Third, greaves. Like gauntlets (below) greaves were tricky to make vary all that much; there’s only so many variations you can have on a piece of armour designed to fit around a foot / ankle / lower leg, especially since that shape doesn’t lend itself to a lot of meaningful aesthetic variation like the helmets and cuirasses. Nevertheless, I’m happy with what we’ve got here!
And finally, gauntlets. Like greaves it was surprisingly tricky to make these vary on any significant level. There are still hundreds of thousands of permutations, but many of them look broadly similar. That said, though, I’m very okay with these – I have to continually tell myself that not every generator has to have billions of massively-different permutations, and that a few generators which offer a little less variation than some of the others is, indeed, acceptable.
A procedurally-generated game that procedurally-generates games within itself? Well, how could I resist. Another sort of trade good you’ll be able to find in 0.9 are board games, which have four main archetypes (Go, Pachisi, Chess, and race games). These are millions of permutations of these games, and URR also generates custom rule-sets for every one of them (!) although you cannot presently play these games-within-a-game. One day in the future, though…
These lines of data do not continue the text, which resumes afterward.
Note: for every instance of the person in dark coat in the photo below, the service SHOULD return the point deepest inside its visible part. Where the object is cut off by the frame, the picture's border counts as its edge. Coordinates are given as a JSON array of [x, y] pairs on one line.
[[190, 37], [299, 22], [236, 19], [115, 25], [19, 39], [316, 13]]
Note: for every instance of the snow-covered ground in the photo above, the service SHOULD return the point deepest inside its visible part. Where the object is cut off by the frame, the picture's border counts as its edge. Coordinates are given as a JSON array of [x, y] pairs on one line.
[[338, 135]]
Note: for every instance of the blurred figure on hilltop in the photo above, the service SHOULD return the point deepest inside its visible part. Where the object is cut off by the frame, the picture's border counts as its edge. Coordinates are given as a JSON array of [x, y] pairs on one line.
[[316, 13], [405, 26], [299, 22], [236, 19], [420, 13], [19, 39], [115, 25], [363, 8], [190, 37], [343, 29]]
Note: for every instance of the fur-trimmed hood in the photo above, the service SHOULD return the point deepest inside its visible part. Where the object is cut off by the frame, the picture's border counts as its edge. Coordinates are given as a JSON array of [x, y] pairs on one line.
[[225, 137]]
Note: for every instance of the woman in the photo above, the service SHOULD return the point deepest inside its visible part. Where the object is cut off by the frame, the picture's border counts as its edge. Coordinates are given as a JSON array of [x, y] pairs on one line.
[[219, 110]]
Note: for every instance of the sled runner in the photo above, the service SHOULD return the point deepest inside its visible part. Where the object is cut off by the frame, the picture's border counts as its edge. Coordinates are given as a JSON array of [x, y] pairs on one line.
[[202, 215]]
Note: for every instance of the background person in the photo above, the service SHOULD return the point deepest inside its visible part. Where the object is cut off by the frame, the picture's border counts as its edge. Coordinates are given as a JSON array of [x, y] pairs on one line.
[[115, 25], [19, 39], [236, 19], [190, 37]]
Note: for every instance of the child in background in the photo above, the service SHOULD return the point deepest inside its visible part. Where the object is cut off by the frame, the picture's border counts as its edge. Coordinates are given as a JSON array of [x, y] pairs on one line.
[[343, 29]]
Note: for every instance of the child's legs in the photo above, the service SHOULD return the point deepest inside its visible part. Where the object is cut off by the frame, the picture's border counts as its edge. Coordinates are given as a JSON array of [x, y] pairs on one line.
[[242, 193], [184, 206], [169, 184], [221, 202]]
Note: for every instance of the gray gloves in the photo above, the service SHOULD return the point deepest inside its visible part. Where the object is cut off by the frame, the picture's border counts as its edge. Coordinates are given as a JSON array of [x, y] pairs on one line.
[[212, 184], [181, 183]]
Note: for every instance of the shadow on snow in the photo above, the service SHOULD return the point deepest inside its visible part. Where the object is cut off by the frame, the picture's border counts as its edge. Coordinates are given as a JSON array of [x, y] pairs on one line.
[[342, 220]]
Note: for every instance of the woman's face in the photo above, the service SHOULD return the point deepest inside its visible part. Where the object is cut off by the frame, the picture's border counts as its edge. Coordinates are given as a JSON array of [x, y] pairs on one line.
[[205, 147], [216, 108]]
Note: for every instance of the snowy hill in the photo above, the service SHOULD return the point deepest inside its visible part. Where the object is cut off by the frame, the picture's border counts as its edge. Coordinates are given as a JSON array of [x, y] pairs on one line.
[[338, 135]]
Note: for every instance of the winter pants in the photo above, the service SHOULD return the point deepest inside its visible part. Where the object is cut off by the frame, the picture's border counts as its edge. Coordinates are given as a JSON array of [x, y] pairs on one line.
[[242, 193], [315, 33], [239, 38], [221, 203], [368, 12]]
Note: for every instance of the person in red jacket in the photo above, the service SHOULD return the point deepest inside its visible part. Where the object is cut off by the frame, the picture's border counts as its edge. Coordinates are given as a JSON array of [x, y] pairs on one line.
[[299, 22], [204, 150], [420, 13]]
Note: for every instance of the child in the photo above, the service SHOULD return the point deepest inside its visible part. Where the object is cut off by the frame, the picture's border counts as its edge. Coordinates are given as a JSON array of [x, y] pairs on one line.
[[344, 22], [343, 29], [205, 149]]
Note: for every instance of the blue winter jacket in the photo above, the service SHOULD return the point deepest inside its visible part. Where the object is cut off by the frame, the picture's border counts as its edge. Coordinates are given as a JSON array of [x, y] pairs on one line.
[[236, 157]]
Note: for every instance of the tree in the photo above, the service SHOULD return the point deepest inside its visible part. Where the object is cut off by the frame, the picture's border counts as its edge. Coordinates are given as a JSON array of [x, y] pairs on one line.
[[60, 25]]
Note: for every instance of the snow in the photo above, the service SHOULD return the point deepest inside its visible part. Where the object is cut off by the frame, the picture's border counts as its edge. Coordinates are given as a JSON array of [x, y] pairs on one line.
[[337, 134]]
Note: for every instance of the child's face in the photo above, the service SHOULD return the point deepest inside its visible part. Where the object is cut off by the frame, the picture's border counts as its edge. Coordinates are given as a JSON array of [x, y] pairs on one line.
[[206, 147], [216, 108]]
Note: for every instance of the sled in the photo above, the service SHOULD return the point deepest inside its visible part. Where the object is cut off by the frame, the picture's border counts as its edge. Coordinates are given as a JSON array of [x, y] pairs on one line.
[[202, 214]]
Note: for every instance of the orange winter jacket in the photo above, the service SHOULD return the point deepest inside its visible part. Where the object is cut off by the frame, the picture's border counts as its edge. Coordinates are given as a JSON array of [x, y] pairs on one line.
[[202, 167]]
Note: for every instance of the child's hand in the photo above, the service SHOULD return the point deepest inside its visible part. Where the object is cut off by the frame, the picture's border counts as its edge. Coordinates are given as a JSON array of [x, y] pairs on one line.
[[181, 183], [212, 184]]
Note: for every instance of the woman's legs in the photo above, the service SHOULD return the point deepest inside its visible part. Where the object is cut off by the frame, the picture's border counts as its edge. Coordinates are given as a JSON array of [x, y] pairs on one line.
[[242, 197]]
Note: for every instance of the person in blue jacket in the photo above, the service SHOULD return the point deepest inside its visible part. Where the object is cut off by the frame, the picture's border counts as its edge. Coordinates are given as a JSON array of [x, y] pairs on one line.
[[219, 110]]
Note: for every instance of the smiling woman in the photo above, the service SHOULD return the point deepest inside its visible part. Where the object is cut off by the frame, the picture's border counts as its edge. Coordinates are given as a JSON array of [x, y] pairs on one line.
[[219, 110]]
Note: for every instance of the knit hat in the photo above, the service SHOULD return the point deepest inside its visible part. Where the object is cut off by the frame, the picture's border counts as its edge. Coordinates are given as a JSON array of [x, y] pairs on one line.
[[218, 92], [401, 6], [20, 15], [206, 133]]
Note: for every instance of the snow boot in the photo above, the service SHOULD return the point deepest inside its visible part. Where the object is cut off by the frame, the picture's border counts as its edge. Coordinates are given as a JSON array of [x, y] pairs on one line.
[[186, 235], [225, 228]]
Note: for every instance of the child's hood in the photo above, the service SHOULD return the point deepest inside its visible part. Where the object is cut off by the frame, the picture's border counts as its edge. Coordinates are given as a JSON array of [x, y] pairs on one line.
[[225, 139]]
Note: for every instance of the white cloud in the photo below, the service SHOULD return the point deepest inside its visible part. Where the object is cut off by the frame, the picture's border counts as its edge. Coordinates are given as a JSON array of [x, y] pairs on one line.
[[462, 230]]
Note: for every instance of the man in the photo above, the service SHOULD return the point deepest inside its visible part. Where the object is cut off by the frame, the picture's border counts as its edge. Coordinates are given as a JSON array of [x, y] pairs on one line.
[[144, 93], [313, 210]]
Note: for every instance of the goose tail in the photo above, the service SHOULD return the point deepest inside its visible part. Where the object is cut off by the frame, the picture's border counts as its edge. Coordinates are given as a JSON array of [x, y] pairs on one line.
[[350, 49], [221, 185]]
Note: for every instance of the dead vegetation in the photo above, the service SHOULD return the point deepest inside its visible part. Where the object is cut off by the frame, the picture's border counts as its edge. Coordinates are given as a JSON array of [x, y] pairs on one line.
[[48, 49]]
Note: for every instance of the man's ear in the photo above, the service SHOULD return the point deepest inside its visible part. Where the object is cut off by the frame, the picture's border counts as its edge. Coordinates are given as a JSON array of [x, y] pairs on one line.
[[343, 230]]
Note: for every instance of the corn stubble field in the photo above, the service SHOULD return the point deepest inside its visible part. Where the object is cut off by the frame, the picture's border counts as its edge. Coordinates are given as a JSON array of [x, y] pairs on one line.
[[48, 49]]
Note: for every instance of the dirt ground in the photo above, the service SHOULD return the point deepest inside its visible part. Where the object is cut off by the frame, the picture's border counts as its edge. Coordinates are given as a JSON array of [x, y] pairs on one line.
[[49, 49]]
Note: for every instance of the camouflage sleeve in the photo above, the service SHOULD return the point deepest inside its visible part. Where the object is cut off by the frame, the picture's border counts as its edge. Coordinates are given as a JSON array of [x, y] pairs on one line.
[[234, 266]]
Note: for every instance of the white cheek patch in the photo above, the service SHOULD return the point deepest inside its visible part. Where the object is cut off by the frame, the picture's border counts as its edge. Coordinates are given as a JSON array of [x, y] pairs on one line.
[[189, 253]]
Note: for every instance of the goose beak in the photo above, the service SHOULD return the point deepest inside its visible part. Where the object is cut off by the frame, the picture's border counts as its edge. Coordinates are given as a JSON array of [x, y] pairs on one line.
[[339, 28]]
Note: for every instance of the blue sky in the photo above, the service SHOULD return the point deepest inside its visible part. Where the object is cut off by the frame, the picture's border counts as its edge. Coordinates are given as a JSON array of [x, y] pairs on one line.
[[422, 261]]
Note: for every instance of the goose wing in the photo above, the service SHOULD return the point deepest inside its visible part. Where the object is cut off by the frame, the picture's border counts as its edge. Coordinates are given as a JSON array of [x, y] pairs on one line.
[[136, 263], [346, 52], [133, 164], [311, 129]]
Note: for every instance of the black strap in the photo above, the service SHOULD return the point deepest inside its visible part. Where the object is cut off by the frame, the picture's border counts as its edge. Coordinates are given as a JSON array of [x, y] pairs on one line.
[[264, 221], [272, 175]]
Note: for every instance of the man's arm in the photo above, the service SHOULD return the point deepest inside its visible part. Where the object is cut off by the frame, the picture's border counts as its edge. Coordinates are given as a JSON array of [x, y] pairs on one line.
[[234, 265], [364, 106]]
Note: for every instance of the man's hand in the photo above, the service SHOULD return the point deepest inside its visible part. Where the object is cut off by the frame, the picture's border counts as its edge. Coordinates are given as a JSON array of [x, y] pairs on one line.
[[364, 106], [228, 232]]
So, there you have it! This is a pretty comprehensive list of the sorts of items you’ll be able to find in the world of URR 0.9, with an anticipated release date of December 31st 2021. I’m right now working on them all to correctly spawn in shops and making sure the player can look at each one correctly without the game being unable to figure out what the image should look like (this combination of tasks is the next sort of “landmark” for 0.9, which I’ll post about once it’s all finished), and there will be more on this soon. Thanks everyone, and hope you enjoyed this post!